The normal line of a point on a function is the line perpendicular to the tangent line at that point. This involves three basic steps: finding the slope of the tangent line, taking the opposite reciprocal of that slope (giving us the slope of the normal line), and finding the y-intercept.

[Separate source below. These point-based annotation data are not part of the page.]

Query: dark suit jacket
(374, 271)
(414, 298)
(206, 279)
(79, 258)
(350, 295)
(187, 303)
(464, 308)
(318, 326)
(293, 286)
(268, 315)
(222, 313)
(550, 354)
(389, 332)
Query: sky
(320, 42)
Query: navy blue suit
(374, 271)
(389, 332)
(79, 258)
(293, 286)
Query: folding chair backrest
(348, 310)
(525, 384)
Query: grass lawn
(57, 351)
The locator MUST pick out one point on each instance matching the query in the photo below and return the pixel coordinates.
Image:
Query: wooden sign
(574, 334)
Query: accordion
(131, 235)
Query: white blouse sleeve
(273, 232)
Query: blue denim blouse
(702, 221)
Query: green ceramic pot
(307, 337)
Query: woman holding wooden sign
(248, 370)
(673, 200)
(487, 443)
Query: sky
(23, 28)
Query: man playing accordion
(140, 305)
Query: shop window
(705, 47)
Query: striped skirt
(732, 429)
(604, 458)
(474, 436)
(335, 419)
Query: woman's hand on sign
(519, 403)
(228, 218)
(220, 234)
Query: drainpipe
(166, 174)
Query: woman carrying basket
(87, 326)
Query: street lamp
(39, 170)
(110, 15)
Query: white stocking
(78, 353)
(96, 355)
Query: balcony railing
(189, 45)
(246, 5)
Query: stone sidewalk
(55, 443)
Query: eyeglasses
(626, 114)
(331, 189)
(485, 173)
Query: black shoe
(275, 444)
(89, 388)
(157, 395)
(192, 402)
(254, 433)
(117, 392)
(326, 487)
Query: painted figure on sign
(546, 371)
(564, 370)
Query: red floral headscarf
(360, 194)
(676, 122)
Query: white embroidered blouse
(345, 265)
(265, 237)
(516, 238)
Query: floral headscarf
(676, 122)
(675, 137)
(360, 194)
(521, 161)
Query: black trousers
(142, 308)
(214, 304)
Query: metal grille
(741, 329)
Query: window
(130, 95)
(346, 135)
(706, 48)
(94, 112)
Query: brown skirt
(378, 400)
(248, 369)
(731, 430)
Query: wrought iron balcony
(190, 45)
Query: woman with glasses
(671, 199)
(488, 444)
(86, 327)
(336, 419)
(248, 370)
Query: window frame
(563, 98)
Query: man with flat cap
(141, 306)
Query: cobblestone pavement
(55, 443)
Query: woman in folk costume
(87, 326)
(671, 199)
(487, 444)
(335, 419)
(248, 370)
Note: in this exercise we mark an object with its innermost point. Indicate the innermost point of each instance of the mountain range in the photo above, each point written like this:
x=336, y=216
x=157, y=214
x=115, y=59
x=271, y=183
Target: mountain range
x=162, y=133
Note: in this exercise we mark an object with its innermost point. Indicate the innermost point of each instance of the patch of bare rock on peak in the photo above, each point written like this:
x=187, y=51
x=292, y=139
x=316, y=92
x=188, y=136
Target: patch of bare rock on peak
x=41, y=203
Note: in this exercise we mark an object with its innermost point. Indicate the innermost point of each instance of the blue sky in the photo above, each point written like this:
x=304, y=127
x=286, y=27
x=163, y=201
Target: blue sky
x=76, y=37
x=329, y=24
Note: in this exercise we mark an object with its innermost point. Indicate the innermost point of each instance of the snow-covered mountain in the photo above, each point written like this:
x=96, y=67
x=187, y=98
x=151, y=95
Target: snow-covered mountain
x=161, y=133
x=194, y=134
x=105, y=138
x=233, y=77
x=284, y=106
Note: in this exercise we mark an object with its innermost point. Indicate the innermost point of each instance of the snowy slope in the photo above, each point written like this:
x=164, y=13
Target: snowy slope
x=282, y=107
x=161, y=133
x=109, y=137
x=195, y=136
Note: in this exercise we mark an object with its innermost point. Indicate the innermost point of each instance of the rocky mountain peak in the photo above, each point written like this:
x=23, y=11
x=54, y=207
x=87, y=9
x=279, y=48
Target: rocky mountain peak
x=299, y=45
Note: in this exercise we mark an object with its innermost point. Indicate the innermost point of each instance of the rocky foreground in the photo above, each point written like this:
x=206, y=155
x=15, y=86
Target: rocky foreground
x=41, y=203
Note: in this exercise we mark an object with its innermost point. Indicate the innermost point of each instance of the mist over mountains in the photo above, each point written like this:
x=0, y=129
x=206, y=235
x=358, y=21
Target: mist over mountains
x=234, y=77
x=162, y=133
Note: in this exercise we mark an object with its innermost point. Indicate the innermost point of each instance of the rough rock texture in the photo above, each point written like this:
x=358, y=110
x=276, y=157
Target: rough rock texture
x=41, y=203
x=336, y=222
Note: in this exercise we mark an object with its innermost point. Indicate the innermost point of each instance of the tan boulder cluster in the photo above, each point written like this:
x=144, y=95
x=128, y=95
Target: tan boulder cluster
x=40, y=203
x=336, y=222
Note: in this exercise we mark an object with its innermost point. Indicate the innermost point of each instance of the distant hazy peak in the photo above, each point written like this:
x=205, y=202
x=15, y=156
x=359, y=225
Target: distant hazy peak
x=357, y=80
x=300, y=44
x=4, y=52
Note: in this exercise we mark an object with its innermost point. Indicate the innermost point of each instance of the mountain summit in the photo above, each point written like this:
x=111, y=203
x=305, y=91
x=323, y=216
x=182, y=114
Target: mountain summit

Step 1: Find the Slope of the Tangent Line
All we do here is find the derivative of #sinx# and evaulate it at #x=pi/6# - because the slope of the tangent line at some point is the derivative at that point.
#f(x)=sinx#
#f'(x)=cosx->#the derivative of sine is cosine
Step 2: Opposite Reciprocal
Taking the opposite reciprocal of the tangent line slopes gives us the normal line slope. The reciprocal of #sqrt(3)/2# is #2/sqrt(3)#. We'll have to rationalize this denominator - having a square root down there is a no-no:
#2/sqrt(3)*sqrt(3)/sqrt(3)=(2sqrt(3))/3#
To find the opposite of this result, we simply make it negative:
#(2sqrt(3))/3*-1=-(2sqrt(3))/3#
Step 3: Finding the Equation of the Line
We have the slope, but we need a #y#-intercept. Remember, a normal line has the form #y=mx+b#, where #x# and #y# are points on the line, #m# is the slope, and #b# is the #y#-intercept. We know the normal line passes through the tangent line - they're perpendicular, meaning they intersect at a #90^o# angle. And since we're finding the normal line at #x=pi/6#, we use that for our point:
#f(x)=sinx#
#f(pi/6)=sin(pi/6)=1/2#
We have now identified the point #(pi/6,1/2)#. We will now use this point to find the equation of the line:
#y=mx+b#
#1/2=-(2sqrt(3))/3*pi/6+b#
#1/2=-(pisqrt(3))/9+b#
#1/2+(pisqrt(3))/9=b->b=(9+2pisqrt(3))/18#
Bingo! The #y#-intercept is #(9+2pisqrt(3))/18#. That means the equation of the normal line is #y=-(2sqrt(3))/3x+(9+2pisqrt(3))/18#. We could combine this into one whole fraction, but we don't have to, and I like avoiding unnecessary work :). If you prefer hard numbers, we can approximate this to #y=-1.155x+1.105#.